Há quem diga que o maracatu é um chamado, uma cultura que transforma vidas. Guilherme Marques Zupo, de 25 anos, que está no Quiloa desde 2012, já conhecia a cultura, pois já tocou em Maringá e em Recife, com a Nação Porto Rico. Neste último local conheceu Felipe Romano. “O interesse pela cultura popular e a religiosidade foi o que me levou ao maracatu. A cultura fortalece as religiões africanas e, por isso, quando soube que viria para Santos, entrei em contato com o Romano e comecei a participar do Quiloa”, afirma.

De acordo com Zupo, o maracatu é uma cultura antiga e a maioria das pessoas se conhece, o que torna a cultura uma grande família. “Costumo dizer que se quero ir para qualquer lugar do Brasil, tenho onde ficar, o maracatu é uma família”, afirma.

Para a estudante de Serviço Social, Hellen Neves, de 23 anos, o principal motivo para que ela chegasse ao encontro também foi o interesse pela história de seus ancestrais. A jovem frequenta o Quiloa Maracatu há dois anos e afirma: ‘’Eu precisava me reconhecer como mulher negra, e encontrei um espaço que conversava com o que eu buscava sobre os ancestrais da minha descendência’’.

Antes de conhecer o maracatu, Hellen conta que já havia tentado tocar diversos instrumentos e que, após o envolvimento com o ritmo marcante dos tambores, ela conseguiu tocar o agbê já no primeiro contato.
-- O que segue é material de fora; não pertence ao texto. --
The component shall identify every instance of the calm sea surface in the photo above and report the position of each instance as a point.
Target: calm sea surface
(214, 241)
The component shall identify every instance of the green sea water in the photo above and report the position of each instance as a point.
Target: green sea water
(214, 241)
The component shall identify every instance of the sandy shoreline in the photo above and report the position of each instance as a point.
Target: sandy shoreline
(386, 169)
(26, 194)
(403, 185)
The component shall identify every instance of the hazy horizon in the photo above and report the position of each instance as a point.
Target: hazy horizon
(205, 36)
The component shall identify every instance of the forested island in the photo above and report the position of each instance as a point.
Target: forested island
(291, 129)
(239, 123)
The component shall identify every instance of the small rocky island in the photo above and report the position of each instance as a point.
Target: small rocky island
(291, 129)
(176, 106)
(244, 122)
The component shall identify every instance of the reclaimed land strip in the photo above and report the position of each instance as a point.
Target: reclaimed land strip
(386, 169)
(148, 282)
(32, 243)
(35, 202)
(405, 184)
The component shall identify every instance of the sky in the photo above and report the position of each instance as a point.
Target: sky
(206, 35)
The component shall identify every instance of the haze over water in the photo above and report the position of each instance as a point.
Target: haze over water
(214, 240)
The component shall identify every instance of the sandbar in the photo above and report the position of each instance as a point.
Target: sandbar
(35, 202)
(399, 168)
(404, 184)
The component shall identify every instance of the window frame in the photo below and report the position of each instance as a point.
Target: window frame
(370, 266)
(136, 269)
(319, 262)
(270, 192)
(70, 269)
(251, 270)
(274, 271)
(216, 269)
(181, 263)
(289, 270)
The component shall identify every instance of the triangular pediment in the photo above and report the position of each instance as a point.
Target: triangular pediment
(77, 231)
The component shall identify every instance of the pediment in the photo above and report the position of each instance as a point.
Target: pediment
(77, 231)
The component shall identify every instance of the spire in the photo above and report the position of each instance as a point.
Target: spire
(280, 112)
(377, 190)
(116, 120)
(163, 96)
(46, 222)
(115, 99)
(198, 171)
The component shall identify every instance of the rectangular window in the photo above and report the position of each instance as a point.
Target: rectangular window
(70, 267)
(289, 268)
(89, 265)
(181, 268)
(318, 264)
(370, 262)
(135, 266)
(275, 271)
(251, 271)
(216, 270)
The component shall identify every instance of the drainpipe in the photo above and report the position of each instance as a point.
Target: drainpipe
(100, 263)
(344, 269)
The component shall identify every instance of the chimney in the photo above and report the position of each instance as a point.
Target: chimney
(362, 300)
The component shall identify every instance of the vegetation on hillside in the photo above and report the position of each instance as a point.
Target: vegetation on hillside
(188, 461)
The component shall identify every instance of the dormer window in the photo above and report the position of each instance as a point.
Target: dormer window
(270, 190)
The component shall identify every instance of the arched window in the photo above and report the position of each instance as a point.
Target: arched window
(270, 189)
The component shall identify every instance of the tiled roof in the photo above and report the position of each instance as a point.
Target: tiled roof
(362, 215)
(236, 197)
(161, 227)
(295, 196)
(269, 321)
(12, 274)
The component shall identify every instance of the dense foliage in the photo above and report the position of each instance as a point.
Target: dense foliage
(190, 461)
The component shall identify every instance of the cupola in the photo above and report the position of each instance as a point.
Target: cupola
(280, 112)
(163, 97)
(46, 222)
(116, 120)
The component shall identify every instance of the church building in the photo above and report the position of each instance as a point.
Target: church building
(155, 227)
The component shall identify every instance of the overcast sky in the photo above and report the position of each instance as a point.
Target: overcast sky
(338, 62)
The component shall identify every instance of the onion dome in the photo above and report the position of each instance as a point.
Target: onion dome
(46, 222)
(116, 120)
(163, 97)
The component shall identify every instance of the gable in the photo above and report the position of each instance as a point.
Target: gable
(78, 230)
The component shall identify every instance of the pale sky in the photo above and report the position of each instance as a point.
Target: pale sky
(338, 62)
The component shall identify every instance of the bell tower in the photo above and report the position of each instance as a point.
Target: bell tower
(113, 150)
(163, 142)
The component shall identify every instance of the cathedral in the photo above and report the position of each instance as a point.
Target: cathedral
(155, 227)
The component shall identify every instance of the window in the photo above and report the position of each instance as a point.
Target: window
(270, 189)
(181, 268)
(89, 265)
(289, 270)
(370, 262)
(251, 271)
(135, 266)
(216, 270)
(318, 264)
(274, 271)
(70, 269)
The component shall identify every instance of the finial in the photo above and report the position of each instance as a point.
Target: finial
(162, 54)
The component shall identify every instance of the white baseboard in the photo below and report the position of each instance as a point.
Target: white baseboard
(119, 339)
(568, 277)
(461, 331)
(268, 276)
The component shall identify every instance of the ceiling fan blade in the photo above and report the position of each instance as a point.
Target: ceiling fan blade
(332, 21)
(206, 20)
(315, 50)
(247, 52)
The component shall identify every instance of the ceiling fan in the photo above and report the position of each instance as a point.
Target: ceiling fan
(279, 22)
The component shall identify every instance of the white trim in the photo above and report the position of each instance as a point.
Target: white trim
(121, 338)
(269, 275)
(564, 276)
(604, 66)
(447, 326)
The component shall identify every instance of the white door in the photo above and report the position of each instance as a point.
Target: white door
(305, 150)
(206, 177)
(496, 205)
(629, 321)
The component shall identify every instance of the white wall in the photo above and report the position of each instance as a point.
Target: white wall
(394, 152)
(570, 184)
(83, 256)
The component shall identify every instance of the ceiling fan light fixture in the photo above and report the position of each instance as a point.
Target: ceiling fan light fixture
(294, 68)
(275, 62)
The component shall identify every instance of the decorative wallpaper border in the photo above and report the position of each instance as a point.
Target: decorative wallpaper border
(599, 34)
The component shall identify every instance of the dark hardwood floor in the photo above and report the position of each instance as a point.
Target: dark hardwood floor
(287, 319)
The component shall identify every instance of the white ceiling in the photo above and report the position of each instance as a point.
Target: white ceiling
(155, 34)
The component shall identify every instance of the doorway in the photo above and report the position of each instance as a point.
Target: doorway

O envolvimento com um coletivo de mulheres negras, segundo Hellen, é um dos caminhos que ajudam algumas pessoas a achar sua identidade. ‘’O maracatu vira parte de nossa identidade e passamos a manifestar expressões de cultura e arte em nosso dia a dia. Hoje, por exemplo, estava em uma reunião com algumas colegas da faculdade e as chamei para conhecerem o ritmo. Elas ficaram supercuriosas e talvez venham comigo algum dia’’, acredita.

As oficinas

No total, o Maracatu Quiloa oferece três opções de cursos:

- O maracatu de baque virado – o baque da Nação Porto Rico e Encanto do Pina , aulas às segundas-feiras, às 19 horas;

- Pandeiro e Percussão para educadores, práticas e cantigas para se trabalhar na sala de aula. Encontro às terças-feiras, às 19 horas.

As oficinas terão início em Junho. Informações gerais e valores dos cursos no email oficinas.quiloa@gmail.com ou no whatsapp (13) 9962-1754 ou no endereço Facebook/quiloa


Glossário


Alfaias – Também chamado de bumbos. São tambores graves, de grandes dimensões, feitos de compensado e, em alguns grupos de tronco da macaíba (árvore que se parece com a palmeira). Seus aros são feitos de genipapo e o bojo é trançado por uma corda de sisal. Com frases sincopadas e bem marcadas, as alfaias são responsáveis pelas características principais de cada toque ou baque. Muitas vezes dividem-se em três grupos, de acordo com tamanho ou afinação, tendo cada grupo uma função rítmica diferente.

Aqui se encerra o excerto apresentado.